[seeking comments] Dynamically controlled performance test

markjmeier commented 2 years ago

Publicly posting this in case others can share interest or use cases around it.

The general idea would be to allow dynamic control of the number of VUs executing in a particular test while the test is running. Currently once the VUs are set there is no way to increase or decrease them without aborting the test and restarting it with new options. For the vast majority of cases setting VUs/Duration/Ramping patterns before the test starts is perfectly acceptable. In my view the best practice would likely remain to set your ramping patterns and run your test so they remain a constant if you need to further iterate your test.

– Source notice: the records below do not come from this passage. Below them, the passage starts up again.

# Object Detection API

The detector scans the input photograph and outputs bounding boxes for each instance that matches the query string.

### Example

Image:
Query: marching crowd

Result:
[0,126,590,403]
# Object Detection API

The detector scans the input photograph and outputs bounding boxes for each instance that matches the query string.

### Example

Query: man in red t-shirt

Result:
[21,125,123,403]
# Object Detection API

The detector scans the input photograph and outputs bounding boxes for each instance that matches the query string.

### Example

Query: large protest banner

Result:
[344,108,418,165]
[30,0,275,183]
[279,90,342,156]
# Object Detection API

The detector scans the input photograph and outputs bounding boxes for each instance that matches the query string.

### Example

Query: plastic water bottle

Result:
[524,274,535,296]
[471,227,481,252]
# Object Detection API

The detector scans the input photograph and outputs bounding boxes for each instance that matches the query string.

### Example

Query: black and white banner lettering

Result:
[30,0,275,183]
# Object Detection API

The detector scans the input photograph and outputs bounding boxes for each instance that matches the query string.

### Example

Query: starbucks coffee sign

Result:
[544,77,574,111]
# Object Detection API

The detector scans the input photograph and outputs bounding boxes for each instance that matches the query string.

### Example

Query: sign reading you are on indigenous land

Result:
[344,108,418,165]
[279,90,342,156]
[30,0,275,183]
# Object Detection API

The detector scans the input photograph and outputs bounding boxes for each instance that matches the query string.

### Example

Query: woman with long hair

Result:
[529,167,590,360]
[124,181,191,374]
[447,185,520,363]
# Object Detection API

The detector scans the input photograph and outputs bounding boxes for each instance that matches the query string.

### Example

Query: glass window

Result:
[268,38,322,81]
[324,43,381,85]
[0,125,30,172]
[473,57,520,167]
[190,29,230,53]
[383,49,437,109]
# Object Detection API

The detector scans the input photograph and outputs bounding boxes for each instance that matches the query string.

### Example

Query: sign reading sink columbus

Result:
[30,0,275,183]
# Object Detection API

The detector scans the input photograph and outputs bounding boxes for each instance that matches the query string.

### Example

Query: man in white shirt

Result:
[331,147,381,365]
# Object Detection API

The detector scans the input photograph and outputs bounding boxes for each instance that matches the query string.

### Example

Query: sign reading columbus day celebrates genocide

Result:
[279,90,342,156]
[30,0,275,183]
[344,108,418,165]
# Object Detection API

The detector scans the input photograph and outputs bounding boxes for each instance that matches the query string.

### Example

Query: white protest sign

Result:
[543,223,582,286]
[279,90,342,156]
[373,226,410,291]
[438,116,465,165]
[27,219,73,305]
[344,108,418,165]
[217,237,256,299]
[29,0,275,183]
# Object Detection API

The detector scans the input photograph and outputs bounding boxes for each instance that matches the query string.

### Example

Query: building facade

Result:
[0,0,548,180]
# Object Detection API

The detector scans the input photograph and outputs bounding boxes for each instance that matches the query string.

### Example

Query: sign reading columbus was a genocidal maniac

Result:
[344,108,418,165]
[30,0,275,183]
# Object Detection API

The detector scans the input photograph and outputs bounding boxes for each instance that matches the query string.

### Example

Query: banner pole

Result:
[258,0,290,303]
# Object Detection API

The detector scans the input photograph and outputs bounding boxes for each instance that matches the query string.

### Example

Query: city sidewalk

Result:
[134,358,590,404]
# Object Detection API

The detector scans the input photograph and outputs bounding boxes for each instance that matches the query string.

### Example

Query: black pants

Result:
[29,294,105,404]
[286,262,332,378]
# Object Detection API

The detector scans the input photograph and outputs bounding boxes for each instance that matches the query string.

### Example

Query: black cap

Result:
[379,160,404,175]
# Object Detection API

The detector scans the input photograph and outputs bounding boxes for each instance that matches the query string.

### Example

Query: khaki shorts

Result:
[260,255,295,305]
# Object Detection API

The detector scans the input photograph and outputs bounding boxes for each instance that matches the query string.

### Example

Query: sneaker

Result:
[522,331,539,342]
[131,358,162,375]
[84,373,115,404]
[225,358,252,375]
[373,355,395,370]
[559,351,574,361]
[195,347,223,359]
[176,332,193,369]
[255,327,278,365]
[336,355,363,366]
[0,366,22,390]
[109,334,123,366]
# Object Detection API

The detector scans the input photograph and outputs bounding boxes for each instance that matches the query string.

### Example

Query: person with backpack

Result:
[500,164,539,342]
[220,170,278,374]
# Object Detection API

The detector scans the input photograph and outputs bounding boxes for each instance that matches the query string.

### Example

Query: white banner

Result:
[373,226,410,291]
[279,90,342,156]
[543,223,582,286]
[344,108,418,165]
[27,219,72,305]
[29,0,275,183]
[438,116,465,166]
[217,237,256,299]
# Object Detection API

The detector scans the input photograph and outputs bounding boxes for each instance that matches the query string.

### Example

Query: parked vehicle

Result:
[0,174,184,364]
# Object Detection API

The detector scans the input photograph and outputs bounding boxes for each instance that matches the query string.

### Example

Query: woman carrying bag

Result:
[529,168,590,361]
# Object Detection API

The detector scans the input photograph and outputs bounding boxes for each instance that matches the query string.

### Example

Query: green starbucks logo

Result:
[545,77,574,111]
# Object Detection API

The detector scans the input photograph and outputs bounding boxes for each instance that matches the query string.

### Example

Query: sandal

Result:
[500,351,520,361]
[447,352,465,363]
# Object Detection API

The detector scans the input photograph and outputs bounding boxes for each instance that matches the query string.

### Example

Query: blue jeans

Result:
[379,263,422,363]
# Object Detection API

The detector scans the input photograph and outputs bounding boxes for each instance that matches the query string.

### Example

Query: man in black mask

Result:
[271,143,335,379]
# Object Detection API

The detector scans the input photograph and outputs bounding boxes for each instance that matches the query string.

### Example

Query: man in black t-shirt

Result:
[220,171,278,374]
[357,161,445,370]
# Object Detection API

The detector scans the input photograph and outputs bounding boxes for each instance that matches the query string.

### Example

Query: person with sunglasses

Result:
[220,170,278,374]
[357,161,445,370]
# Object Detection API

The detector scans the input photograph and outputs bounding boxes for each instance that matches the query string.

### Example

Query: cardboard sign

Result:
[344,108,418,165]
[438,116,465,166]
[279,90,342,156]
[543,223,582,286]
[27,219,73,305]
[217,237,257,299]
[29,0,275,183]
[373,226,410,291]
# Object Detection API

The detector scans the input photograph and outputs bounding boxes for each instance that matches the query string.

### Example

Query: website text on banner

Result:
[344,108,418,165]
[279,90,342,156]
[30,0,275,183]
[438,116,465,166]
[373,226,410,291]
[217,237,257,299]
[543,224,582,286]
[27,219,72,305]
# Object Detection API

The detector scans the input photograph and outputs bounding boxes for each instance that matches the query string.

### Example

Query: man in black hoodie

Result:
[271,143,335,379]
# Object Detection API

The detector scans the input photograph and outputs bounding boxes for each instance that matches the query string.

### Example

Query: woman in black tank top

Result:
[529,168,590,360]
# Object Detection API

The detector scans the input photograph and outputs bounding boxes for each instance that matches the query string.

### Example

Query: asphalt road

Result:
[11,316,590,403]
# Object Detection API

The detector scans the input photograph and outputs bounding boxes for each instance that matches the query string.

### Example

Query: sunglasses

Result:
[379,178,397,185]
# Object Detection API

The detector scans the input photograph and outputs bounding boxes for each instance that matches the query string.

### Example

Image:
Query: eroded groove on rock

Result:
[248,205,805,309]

The use case I've come across most commonly tends to be users who must test a production system and have a relatively short test window in which they are able to test the system. For these users if production was misbehaving they would want to scale back a test to let it recover while still collecting test data. Or - if things were healthy they could desire the ability to push on it a little bit harder

With that said - we have interest in hearing comments about this, good/bad/indifferent.

na-- commented 2 years ago

The use case I've come across most commonly tends to be users who must test a production system and have a relatively short test window in which they are able to test the system. For these users if production was misbehaving they would want to scale back a test to let it recover while still collecting test data. Or - if things were healthy they could desire the ability to push on it a little bit harder

If this is the most common use case, then it might be better addressed by something else. For example, a new executor or an enhancement of the arrival-rate executors that automatically scales the iteration rate up or down, depending on some rule or parameter :thinking: Say, something like "make up to X iters/s unless response times become over Y", or something like it that dynamically adjust load based on observations from the SUT. I remember reading some article like that a long time ago, but not exactly where it was.

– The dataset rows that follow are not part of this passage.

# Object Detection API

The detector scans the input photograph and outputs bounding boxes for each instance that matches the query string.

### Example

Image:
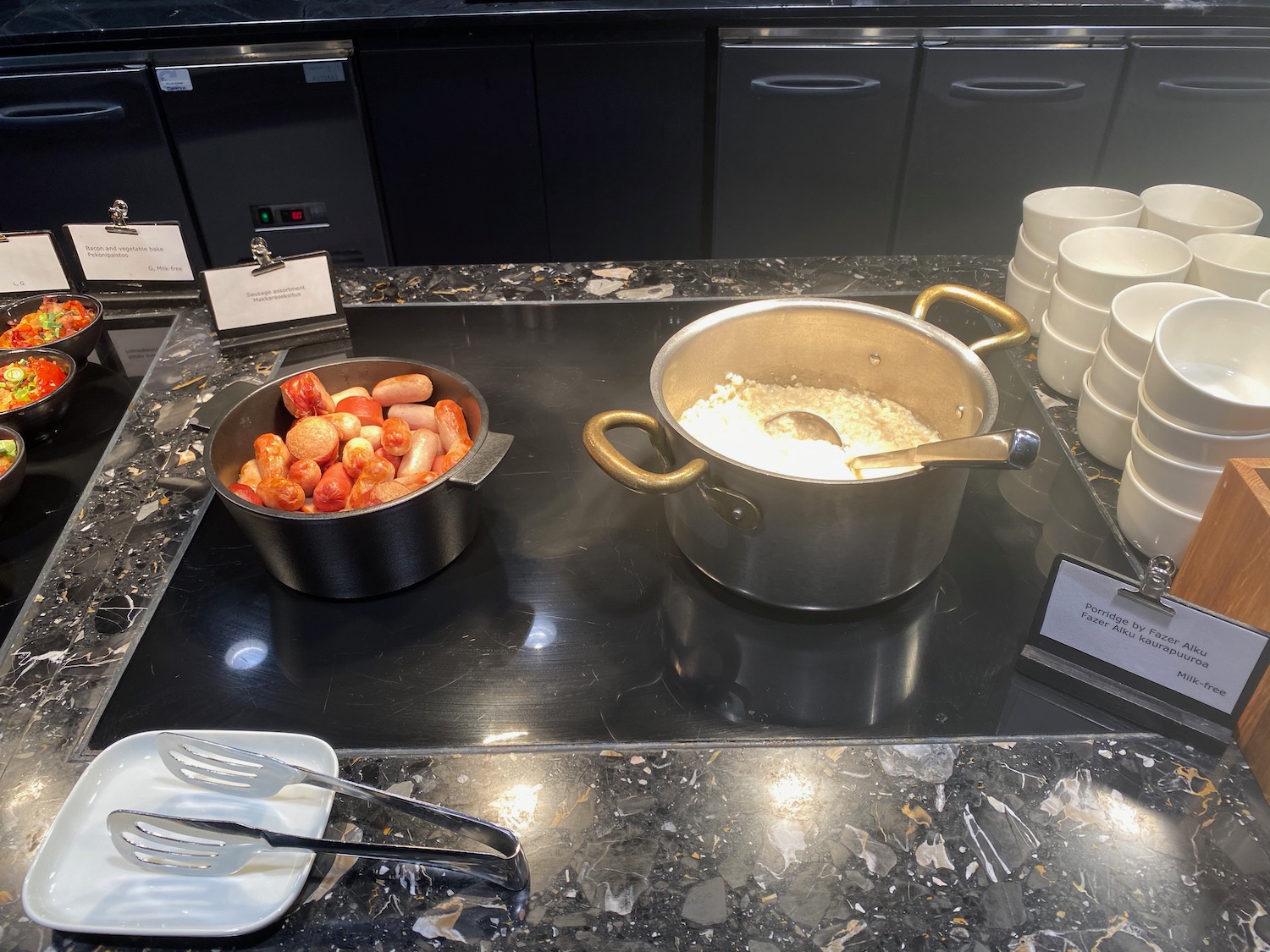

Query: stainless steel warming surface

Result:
[91,301,1129,751]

Manually scaling tests up and down with a button in our webapp is not great. It will have a higher latency, for sure, even if we don't have any delays in processing cloud metrics. By the time a user scales down or stops their load tests, they might have already brought down production... Or, by Murphy's law, their internet will cut out exactly when they were supposed to stop the test :sweat_smile:

Moreover, manual control doesn't allow us to have automated alerts or analysis on the data. With automated rate adjustment, users can confidently schedule tests, knowing that they won't bring down their system. For example, they can schedule a test daily that hammers their web service at 100 RPS, but with an upper limit of http_req_duration <= 500ms. And if a particular run doesn't reach 100 RPS, we'd be able to alert them something like this:

Test run so-and-so exceeded the allowed limit of http_req_duration<=500ms at t=60s and iteration_rate=57 (out of a 100 iters/s goal)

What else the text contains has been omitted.